To nearest Ports their shatter'd Ships repair,
Where by our dreadful Canon they lay aw'd:
So reverently Men quit the open air,
When Thunder speaks the angry Gods abroad.
- The In Memoriam stanza (after Tennyson's famous poem) is a quatrain with an ABBA rhyme scheme. It presents a sense of an external couplet gripping an internal one, enclosing an idea, and emphasizing the third line:
That God, which ever lives and loves,
One God, one law, one element,
And one far-off divine event,
To which the whole creation moves.
- 5-line stanza: Cinquain, "Mad Song," Limerick
- The limerick has an AABBA rhyme scheme and is basically two couplets with final line that is bawdy, surprising, and often humorous in tone, as popularized by Edward Lear:
There was an Old Man of Kilkenny,
Who never had more than a penny;
He spent all that money,
In onions and honey,
That wayward Old Man of Kilkenny.
- 6-line stanza: Sixain, Tail Rhyme, Sestina
- Often composed of two tercets or a quatrain and a couplet.
- Tail rhyme or rime couee, is associated with medieval romances, and is composed of tetrameter lines with an AABCCB rhyme scheme.
- The sestina will be discussed in detail by Sandra and Zaira.

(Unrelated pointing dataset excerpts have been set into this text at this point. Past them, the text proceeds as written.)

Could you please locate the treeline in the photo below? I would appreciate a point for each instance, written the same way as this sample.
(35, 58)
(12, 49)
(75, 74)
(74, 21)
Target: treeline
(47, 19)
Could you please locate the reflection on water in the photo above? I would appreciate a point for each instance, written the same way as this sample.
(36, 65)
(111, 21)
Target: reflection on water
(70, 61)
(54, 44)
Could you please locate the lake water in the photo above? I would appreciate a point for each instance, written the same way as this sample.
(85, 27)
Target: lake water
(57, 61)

- 7-line stanza: Septain, Rime Royale
- Rime royale is an iambic pentameter stanza with an ABABBCC rhyme scheme, used by Chaucer in Troilus and Criseyde.

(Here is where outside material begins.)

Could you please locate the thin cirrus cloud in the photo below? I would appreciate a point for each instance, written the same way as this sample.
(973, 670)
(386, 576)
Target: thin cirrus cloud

- 8-line stanza: Octave, Ottava Rima
- Ottava rima is has an ABABABCC rhyme scheme and lends itself to narrative punctuated by climax, commentary, or satire, as is the case in Byron's Don Juan:
Sagest of women, even of widows, she
Resolved that Juan should be quite a paragon,
And worthy of the noblest pedigree
(His sire was of Castile, his dam from Aragon):
Then for accomplishments of chivalry,
In case our lord the king should go to war again,
He learn'd the arts of riding, fencing, gunnery,
And how to scale a fortress -- or a nunnery.

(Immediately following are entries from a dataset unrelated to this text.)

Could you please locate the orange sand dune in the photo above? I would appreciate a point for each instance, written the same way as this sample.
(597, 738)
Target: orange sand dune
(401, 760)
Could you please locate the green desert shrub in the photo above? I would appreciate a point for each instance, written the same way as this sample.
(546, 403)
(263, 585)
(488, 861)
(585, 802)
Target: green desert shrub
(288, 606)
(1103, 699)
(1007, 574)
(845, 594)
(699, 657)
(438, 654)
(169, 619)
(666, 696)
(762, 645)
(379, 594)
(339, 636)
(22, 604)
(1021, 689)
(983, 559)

- 9-line stanza: Spenserian stanza
- The Spenserian stanza consists of 8 iambic pentameter lines with an ABABBCBC rhyme scheme and a final alexandrine (14 syllables) line rhyming C. The irregularity of the final couplet's line lengths breaks the monotony of a form that is too regular in structure. It is the formal engine that propels The Faerie Queene:
Gentle Knight was pricking on the plaine,
Y cladd in mightie armes and siluer shielde,
Wherein old dints of deepe wounds did remaine,
The cruell markes of many' a bloudy fielde;
Yet armes till that time did he neuer wield:
His angry steede did chide his foming bitt,
As much disdayning to the curbe to yield:
Full iolly knight he seemd, and faire did sitt,
As one for knightly giusts and fierce encounters fitt.
- Beyond the 9-line stanza: Sonnets
- While stanza structures with 10 lines and beyond exist and are possible, they are often composed of smaller units, as is the case with the sonnet, to be discussed by Wilmarie and Jennifer.
- Elaborately complex rhyme schemes of large numbers of lines are difficult for the ear to recognize, come across as contrived, and tend to become intellectual exercises used by very few poets and enjoying limited popularity.
- Some critical considerations:
- Whether stanza forms are nonce or fixed, they are important organizing structures for a poem.
- The number of stanzas a poem is written in can be structurally significant and should express something, particularly in short poems.
- The white spaces between stanzas mean something, and that something can vary from poem to poem.
- Subverting the spaces between stanzas with enjambment is therefore also meaningful, because they subvert the stanza form.
- Fixed forms have a history and poets who employ fixed form are entering in a conversation with that history, whether they adopt, engage, or subvert the form.
Works Cited and Consulted
Fussel, Paul. Poetic Meter and Poetic Form, revised edition. New York: McGraw Hill, Inc. 1979.
Ong, Walter J. Orality and Literacy. London: Routledge, 2002.
Preminger, Alex and T. V. F. Brogan, et. al. eds.,
The New Princeton Encyclopedia of Poetry and
Poetics. Princeton, NJ: Princeton University Press, 1993.
Strand, Mark and Eavan Boland. The Making of a Poem: A Norton Anthology of Poetic Forms. New York: W. W. Norton, 2000.